Mario Cravo Neto, Los Angeles, 1995

About the Author

Victoria Shorr has been compared to John O’Hara, Henry James, Edith Wharton and F. Scott Fitzgerald.

Her first book, Backlands, was named one of Booklist’s top-ten first novels of 2016. Her third novel, The Plum Trees, was listed as a New York Times Recommended Historical Fiction selection for 2021. Her second book, Midnight, “a flamboyant display of empathy and wit,” where “the line between fact and fiction seems to disappear,” tells the stories of Jane Austen, Mary Shelley and Joan of Arc. Her fourth, Mid-Air, was called a “ minor masterpiece” in the Wall Street Journal.

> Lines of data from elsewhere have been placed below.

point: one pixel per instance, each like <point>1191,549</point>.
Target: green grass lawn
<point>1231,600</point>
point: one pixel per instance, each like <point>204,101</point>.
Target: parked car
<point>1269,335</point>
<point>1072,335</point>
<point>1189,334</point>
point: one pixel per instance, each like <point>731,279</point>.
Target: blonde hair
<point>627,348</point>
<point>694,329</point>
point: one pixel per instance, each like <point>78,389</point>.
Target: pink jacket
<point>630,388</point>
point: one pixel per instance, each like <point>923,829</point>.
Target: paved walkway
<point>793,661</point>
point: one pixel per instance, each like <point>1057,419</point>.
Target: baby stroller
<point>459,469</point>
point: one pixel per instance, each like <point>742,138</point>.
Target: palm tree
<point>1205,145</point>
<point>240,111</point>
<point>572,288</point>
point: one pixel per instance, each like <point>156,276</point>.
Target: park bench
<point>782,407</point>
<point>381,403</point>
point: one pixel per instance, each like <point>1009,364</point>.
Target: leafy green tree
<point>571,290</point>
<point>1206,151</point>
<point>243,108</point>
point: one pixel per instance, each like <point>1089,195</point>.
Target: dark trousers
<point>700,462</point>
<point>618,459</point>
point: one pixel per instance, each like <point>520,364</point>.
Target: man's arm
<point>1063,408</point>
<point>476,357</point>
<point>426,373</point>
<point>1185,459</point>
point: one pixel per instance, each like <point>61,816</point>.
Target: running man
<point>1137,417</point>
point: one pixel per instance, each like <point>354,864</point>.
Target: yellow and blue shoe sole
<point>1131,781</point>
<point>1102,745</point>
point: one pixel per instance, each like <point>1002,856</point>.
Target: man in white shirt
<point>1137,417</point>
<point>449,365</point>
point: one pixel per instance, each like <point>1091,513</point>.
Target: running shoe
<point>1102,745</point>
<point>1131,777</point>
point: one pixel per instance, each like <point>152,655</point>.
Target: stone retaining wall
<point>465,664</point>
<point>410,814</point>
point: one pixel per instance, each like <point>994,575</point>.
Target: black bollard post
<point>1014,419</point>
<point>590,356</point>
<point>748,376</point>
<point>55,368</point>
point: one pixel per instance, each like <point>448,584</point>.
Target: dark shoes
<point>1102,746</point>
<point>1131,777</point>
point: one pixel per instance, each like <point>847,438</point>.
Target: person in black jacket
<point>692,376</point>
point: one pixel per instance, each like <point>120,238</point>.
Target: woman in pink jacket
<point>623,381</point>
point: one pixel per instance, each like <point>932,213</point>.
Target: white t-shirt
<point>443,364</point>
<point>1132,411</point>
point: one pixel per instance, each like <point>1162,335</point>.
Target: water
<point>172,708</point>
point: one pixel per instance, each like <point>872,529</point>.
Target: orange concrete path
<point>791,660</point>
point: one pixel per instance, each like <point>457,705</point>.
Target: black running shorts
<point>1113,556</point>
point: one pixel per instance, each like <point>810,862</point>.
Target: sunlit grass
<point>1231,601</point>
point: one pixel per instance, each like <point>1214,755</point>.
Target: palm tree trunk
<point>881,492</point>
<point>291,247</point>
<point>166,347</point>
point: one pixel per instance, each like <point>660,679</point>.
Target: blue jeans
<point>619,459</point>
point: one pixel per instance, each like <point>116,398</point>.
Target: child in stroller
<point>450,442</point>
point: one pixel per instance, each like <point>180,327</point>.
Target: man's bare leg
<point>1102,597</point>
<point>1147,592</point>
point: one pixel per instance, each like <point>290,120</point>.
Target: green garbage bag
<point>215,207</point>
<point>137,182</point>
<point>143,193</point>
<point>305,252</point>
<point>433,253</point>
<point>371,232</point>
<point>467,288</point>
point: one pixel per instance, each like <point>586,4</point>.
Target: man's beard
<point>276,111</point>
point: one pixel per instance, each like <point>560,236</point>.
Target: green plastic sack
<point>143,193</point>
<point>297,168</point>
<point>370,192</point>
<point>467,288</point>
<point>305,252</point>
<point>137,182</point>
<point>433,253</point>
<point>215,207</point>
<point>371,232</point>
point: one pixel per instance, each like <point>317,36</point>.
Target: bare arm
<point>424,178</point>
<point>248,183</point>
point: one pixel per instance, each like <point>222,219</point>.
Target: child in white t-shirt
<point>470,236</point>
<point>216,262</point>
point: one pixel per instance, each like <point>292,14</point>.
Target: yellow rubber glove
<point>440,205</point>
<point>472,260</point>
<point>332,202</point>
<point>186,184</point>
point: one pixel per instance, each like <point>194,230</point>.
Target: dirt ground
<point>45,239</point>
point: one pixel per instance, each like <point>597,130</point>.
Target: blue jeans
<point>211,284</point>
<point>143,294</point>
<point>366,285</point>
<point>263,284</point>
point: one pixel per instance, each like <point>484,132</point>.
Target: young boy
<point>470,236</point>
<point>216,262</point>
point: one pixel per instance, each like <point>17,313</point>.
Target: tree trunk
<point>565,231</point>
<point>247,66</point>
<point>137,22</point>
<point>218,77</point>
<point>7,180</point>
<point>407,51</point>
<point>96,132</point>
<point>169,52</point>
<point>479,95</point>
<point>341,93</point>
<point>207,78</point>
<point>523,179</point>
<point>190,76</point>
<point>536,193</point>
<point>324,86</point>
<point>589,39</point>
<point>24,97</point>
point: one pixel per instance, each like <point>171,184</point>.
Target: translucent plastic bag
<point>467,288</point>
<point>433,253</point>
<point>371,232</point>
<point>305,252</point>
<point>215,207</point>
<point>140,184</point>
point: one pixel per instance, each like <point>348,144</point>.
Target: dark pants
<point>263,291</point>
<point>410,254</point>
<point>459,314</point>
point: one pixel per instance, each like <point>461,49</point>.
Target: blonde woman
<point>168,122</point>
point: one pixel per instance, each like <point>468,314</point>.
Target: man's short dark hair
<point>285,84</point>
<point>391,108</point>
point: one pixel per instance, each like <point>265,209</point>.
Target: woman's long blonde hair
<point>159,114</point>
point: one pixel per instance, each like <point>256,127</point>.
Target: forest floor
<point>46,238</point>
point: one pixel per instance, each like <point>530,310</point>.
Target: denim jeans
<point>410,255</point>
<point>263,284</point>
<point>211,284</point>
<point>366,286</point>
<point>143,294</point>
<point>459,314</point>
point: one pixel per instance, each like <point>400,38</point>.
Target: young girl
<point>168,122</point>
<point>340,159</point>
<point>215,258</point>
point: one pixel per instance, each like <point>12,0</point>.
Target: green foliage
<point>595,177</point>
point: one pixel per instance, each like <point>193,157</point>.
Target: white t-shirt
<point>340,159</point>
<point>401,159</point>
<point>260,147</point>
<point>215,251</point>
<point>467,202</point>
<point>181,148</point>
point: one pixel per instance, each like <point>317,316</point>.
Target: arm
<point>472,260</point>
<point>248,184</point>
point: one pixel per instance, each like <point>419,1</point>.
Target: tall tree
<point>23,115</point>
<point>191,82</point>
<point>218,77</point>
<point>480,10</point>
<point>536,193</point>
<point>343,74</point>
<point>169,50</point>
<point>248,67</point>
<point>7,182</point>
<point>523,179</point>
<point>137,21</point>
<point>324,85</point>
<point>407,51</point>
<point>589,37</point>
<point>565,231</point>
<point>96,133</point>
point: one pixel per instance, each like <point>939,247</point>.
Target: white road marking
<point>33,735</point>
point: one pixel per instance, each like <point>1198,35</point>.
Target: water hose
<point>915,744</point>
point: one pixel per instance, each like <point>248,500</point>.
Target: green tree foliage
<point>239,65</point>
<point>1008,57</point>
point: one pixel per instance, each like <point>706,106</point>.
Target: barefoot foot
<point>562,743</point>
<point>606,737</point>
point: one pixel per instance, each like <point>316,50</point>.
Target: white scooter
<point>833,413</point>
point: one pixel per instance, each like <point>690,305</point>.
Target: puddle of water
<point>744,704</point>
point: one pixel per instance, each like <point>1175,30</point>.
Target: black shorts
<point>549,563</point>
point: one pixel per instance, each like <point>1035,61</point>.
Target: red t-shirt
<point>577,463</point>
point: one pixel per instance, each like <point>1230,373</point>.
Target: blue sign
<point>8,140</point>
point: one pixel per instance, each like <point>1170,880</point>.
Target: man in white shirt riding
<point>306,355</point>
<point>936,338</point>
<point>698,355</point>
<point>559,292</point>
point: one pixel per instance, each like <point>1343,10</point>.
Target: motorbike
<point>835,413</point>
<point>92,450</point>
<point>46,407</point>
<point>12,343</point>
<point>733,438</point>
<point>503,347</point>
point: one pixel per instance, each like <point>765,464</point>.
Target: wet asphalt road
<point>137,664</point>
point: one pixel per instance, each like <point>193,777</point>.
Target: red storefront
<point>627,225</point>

None of these books would have come to light had they not somehow gotten over the transom of Starling Lawrence. Where there had been nothing but no’s, there was suddenly a yes—from the legendary Editor-in-Chief at W. W. Norton, no less. He published Backlands in 2015. Shorr was in her sixties.

It would have been harder if the dream of publication had been all she had to live on. But Shorr came of age steeped in the activism of the sixties and seventies, and she had not only her writing but her dreams of social justice and equality to keep her going. In 1995, stirred deeply by the deplorable treatment of Anita Hill during the Clarence Thomas hearings, she was moved to co-found the Archer School for Girls that opened in L.A. in 1995 [https://www.archer.org]. Twenty years later, she co-founded the Pine Ridge Girls School [https://pineridgegirlsschool.org], the first independent, Lakota girls’ school in America.

Like her books, the schools are linked by a re-envisioning, in this case of what progressive, empowering education looks like, for girls in L.A. and those on the Pine Ridge Reservation.

Shorr lived in Brazil for ten years, then moved to Los Angeles, and now is based in New York.

She is married to writer/film maker John Perkins, has three children and six grandchildren.